When Hurricane Melissa swept through Jamaica, the country had wanted resilient digital infrastructure for years. In the moment it needed it most, it didn’t have it.
The lesson was not new.
Trevor Forrest, Senior Advisor to Jamaica’s Minister without Portfolio for Science, Technology and Special Projects, had spent years arguing that Internet infrastructure is national security infrastructure, a foundational national asset, as critical as roads, ports, and power grids.
At CaribNOG 31, held in Kingston months after Melissa’s landfall, he sharpened the argument.
A well-designed cyberattack, he said, can produce the same impact as a natural disaster. The lights go out either way.
Local internet exchange infrastructure, he argued, is what keeps the Internet from going dark when the crisis hits.
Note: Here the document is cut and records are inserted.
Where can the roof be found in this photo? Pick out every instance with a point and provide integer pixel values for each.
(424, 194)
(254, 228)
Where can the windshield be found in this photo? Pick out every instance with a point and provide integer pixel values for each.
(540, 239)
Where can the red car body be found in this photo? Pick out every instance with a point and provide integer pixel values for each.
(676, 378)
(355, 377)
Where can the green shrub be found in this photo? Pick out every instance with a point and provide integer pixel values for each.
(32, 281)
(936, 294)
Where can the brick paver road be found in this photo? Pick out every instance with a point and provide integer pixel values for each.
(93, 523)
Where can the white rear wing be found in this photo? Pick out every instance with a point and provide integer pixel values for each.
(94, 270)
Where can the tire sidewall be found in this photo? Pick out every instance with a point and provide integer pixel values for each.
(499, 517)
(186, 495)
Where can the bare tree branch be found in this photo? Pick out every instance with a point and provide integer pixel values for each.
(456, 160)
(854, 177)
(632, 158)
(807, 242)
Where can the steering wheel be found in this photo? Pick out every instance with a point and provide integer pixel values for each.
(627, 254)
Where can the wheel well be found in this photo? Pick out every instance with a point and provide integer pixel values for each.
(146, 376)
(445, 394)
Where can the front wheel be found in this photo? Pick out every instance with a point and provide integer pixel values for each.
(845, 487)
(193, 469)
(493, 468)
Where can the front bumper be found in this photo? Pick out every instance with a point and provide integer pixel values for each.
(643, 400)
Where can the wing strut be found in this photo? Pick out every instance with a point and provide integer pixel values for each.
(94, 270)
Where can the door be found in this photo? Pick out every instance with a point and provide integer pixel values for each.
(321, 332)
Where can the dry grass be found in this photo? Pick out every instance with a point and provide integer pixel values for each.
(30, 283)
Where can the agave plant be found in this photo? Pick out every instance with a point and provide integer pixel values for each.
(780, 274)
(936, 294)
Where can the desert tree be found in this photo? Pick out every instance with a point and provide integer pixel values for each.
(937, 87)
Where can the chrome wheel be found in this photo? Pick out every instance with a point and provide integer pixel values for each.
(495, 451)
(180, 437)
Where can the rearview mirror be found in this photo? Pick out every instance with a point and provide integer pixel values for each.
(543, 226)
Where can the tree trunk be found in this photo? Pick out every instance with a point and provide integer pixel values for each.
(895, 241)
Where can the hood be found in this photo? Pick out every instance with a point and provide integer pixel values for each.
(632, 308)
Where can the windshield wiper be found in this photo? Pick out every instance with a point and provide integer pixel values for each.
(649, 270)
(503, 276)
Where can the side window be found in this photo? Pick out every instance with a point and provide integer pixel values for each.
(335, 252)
Except that Jamaica has an IXP. It just wasn’t ready.
Gettee Gettee No Wantee The Jamaica Internet Exchange Point (JAIXP) was established in 2014, around the same time as GREX in Grenada. And then it stalled.
While Grenada built GREX into one of the region’s more mature exchanges, Jamaica’s did not develop into the multi-stakeholder model its founders envisioned.
The same help was there. The same partners showed up. Packet Clearing House donated the initial switch. Its Secretary General, Bill Woodcock, personally assisted with pre-launch advocacy.
But the Jamaican will failed to keep pace.
A decade later, Evona Channer of the Office of Utilities Regulation stood at CaribNOG 31 to formally relaunch JAIXP.
The replacement of the original switch—a milestone in the exchange’s renewal—came, she noted, through “the generosity of Packet Clearing House.”
The same organisation that showed up in 2014 was still there in 2026.
Forrest, who has been part of the JAIXP conversation since its founding, was also present for the relaunch. He stopped just short of a promise.
“I would like to say that we are going to make it work this time.”
The switch has been replaced. But the people who planted this never left.
The next storm will come. The work, this time, is already underway.